Stage 1 (Structure Synthesis): A flow matching model synthesizes a coarse sparse voxel occupancy grid (128³ resolution) from the input image. This establishes the global shape and handles open surfaces/non-manifold geometries.
Stage 2 (Topology Refinement): A second flow matching model takes the occupied voxels from Stage 1 as spatial anchors and generates the detailed T-Voxel features (topology and vertex offsets).
Decoding: The populated T-Voxels are passed to the VAE decoder to instantiate the final explicit mesh.

3. Key Contributions

T-Voxels Latent Representation: A novel sparse voxel latent that explicitly encodes mesh topology (vertex positions and edge connectivity) rather than just surface presence.
Vertex Displacement Field (VDF): A continuous, dense supervision signal that bridges the gap between continuous surface fields and discrete mesh structures, enabling effective training on open surfaces and non-manifold assets.
Direct Topology Recovery: A decoding strategy that predicts vertex locations and edge connectivity directly, eliminating the need for Marching Cubes or heuristic meshing, thus producing "artist-friendly" edge flows.
Scalable Flow Matching: A two-stage generation process that decouples structural synthesis from topological refinement, achieving high-fidelity generation with inference times (3–10s) comparable to implicit models but with explicit topology.

4. Experimental Results

The paper evaluates LATO on artist-crafted meshes (G-Objaverse, Toys4K) and dense synthetic meshes (TRELLIS).

Quantitative Performance:
- Reconstruction: LATO outperforms state-of-the-art explicit methods (MeshGPT, MeshCraft, PivotMesh) in Chamfer Distance (CD), Hausdorff Distance (HD), and Normal Consistency (NC).
- Generation: Compared to autoregressive baselines (MeshAnything-v2, DeepMesh, BPT), LATO achieves superior alignment scores and generates hole-free meshes with well-formed topology.
Inference Efficiency:
- LATO generates meshes in 3–10 seconds on a single H100 GPU.
- In contrast, autoregressive methods scale poorly with mesh complexity, often taking minutes for high-fidelity outputs due to sequential token prediction.
Qualitative Analysis:
- Topology: Unlike implicit models that produce dense, irregular triangulations, LATO generates clean, structured edge flows suitable for animation and deformation.
- Completeness: Unlike autoregressive models that often produce fragmented components due to sequence truncation, LATO produces complete, watertight (or valid open) meshes.
- Scalability: Demonstrated successful generation of large-scale urban scenes by composing block-wise buildings, proving the compositional nature of the sparse voxel representation.

5. Significance and Impact

LATO represents a paradigm shift in 3D generative modeling by unifying the efficiency of voxel-based diffusion with the utility of explicit mesh topology.

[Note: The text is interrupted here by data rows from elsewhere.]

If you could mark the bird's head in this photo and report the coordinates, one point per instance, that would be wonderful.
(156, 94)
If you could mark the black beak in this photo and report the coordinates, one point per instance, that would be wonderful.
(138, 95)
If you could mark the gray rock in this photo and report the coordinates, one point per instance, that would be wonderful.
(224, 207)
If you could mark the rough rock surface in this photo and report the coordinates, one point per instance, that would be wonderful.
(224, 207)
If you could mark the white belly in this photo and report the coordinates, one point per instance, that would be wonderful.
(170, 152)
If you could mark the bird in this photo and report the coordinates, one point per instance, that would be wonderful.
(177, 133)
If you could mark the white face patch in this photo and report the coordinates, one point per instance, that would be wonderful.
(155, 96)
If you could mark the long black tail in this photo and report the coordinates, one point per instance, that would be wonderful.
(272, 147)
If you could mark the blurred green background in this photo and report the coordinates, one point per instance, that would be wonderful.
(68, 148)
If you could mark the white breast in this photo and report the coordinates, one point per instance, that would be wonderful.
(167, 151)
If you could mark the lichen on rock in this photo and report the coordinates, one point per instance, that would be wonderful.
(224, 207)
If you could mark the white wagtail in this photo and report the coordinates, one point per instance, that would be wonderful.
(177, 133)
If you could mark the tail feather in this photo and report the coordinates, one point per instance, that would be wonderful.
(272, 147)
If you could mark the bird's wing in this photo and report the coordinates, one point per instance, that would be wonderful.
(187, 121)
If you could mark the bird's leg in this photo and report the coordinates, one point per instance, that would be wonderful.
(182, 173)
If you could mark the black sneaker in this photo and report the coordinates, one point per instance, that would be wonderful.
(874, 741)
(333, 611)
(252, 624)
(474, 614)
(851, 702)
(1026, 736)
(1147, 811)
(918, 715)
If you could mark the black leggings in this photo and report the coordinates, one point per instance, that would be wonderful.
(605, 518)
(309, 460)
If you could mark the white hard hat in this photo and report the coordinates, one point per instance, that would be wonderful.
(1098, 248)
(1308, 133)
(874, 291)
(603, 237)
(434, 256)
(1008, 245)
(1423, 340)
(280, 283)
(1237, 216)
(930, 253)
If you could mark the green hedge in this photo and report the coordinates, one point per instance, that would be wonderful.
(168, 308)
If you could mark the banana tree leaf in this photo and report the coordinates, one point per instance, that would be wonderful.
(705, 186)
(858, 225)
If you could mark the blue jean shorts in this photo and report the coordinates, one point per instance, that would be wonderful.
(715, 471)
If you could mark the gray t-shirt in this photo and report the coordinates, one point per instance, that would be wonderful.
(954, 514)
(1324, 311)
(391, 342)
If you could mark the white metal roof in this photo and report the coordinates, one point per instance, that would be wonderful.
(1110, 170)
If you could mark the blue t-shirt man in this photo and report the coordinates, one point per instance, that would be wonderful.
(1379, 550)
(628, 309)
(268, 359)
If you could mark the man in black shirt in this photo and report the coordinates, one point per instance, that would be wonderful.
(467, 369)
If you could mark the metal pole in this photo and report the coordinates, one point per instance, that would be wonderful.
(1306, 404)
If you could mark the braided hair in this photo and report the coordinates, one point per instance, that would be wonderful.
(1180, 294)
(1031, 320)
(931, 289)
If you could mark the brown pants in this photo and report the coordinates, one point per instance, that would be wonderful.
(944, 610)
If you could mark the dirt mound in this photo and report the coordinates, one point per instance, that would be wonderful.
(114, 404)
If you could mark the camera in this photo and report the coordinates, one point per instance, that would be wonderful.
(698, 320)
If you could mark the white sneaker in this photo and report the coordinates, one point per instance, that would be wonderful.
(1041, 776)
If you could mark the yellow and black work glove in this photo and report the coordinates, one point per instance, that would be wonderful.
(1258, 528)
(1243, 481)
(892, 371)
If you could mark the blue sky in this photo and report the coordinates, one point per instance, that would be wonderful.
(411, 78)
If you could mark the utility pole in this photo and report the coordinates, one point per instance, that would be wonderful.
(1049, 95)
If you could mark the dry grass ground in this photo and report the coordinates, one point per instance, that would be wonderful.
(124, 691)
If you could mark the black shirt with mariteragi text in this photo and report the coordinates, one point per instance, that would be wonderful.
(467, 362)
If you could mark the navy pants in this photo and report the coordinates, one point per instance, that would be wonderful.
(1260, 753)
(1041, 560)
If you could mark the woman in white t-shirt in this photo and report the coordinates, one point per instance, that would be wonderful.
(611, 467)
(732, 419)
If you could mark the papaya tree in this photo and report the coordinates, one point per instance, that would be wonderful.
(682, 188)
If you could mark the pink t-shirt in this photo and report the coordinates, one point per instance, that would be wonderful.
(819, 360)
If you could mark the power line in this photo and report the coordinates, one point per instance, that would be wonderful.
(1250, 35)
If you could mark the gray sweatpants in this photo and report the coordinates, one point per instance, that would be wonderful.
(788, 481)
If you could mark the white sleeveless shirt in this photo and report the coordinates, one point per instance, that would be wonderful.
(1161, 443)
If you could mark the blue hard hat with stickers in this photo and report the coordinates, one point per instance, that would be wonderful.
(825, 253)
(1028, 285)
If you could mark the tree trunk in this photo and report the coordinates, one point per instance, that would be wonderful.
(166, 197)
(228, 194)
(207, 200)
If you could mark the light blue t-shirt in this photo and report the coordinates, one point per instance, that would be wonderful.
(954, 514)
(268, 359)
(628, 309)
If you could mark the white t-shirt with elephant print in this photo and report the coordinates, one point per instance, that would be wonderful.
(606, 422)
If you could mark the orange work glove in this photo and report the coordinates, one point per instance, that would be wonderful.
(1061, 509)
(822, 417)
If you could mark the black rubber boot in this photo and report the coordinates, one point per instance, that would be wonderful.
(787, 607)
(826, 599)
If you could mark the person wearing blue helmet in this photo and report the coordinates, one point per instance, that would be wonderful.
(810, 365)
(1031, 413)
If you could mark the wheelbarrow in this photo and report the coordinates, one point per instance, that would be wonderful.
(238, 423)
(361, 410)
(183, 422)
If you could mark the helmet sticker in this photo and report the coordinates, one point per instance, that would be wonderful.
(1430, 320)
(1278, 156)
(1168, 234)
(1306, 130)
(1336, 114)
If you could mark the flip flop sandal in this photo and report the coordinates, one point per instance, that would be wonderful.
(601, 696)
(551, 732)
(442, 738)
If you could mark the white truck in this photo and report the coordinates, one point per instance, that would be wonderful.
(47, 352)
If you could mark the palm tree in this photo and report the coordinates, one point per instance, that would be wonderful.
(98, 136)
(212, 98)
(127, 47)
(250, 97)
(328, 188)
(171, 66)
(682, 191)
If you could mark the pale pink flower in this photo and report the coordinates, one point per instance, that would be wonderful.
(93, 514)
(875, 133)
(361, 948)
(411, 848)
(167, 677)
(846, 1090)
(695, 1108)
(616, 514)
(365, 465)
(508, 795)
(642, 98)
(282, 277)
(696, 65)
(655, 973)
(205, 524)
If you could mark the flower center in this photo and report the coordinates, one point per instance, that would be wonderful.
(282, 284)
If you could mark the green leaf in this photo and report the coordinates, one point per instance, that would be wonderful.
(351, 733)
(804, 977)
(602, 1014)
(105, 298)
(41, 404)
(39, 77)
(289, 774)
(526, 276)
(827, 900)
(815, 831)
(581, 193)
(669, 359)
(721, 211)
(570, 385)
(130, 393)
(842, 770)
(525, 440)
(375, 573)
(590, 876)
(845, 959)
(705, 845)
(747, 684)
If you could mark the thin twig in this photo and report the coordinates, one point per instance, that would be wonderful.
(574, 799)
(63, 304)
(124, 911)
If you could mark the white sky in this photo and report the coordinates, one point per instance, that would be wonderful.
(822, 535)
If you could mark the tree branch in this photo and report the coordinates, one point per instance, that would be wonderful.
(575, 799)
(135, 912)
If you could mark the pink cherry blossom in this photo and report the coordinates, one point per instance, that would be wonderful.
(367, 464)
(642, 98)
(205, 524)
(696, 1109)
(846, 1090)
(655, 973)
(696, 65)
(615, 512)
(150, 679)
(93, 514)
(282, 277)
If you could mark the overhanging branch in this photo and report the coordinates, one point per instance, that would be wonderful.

Practical Utility: By producing meshes with correct topology directly, LATO makes AI-generated 3D assets immediately usable in industrial pipelines (e.g., game engines, VR, animation) without expensive manual retopology.
Data Efficiency: The ability to train on open surfaces and non-manifold geometries significantly expands the usable dataset for 3D generation, addressing the "data scarcity" problem caused by the watertightness requirement of implicit methods.
Future Direction: The work suggests a path toward overcoming the resolution limits of current voxel grids (potentially via octrees) while maintaining explicit topological control, setting a new standard for high-fidelity 3D content creation.